Prenons l’exemple très rare de la reproduction de nonuplés. Neuf ovules sont fécondés séparément par neuf spermatozoïdes hardis, respectivement réceptifs aux substances chimioattractives émises par les gamètes femelles, occasionnant ainsi la formation de neuf embryons distincts. Une telle hyperovulation, sans insémination artificielle, est exceptionnelle, à l’instar des nonuplés maliens (4), qui ont fêté leur quatrième anniversaire en mai 2025, enchantés de détenir le record planétaire du plus grand nombre d'enfants vivants, cinq filles et quatre garçons, issus d’un même accouchement risqué.
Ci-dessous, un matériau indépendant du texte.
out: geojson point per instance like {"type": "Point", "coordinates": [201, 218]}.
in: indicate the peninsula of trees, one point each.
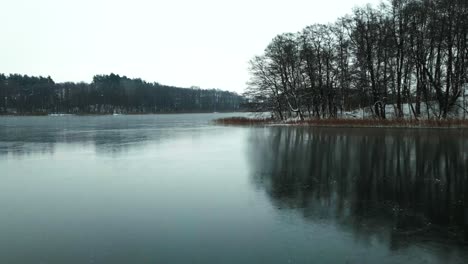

Dans ce cas extraordinaire comme dans les fécondations courantes, les gamètes femelles, exclusivement porteurs du chromosome X, ne peuvent choisir le sexe des gamètes mâles, pourvus du chromosome X ou Y. Par le hasard génétique, seule la fusion du spermatozoïde X avec l'ovule X donne une fille (XX), tandis que la fusion du gamète Y avec l'ovule X procure un garçon (XY). Les ovules n'influencent donc pas le sexe des futurs mioches, dans leur sélectif rôle reproducteur incarné par l'attrait naturel des spermatozoïdes super-performants. Aussi assistons-nous, sans aucune manipulation génétique, à une forme de sélection sexuelle, marquée par une compétition effrénée conférant l'atout décisif aux gamètes mâles plus aptes à féconder.

Alain Boutat
Épidémiologiste,
Économiste et Politiste 
Lausanne

(1) Kern J. « Les ovules choisissent les spermatozoïdes qui les féconderont », FUTURA, 27/06/2020.
(2) Fitzpatrick JL et ali. « Chemical signals from eggs facilitate cryptic female choice in humans », Proceedings of the Royal Society B, 10/06/2020.
(3) Dürig-Jaquier M. Au cœur de la gémellité incarnée, Éditions Slatkine, 2024.
(4) Konaté DM. « Les nonuplés maliens nés au Maroc célèbrent leur quatrième anniversaire », Le 360 Afrique, 05/05/2025.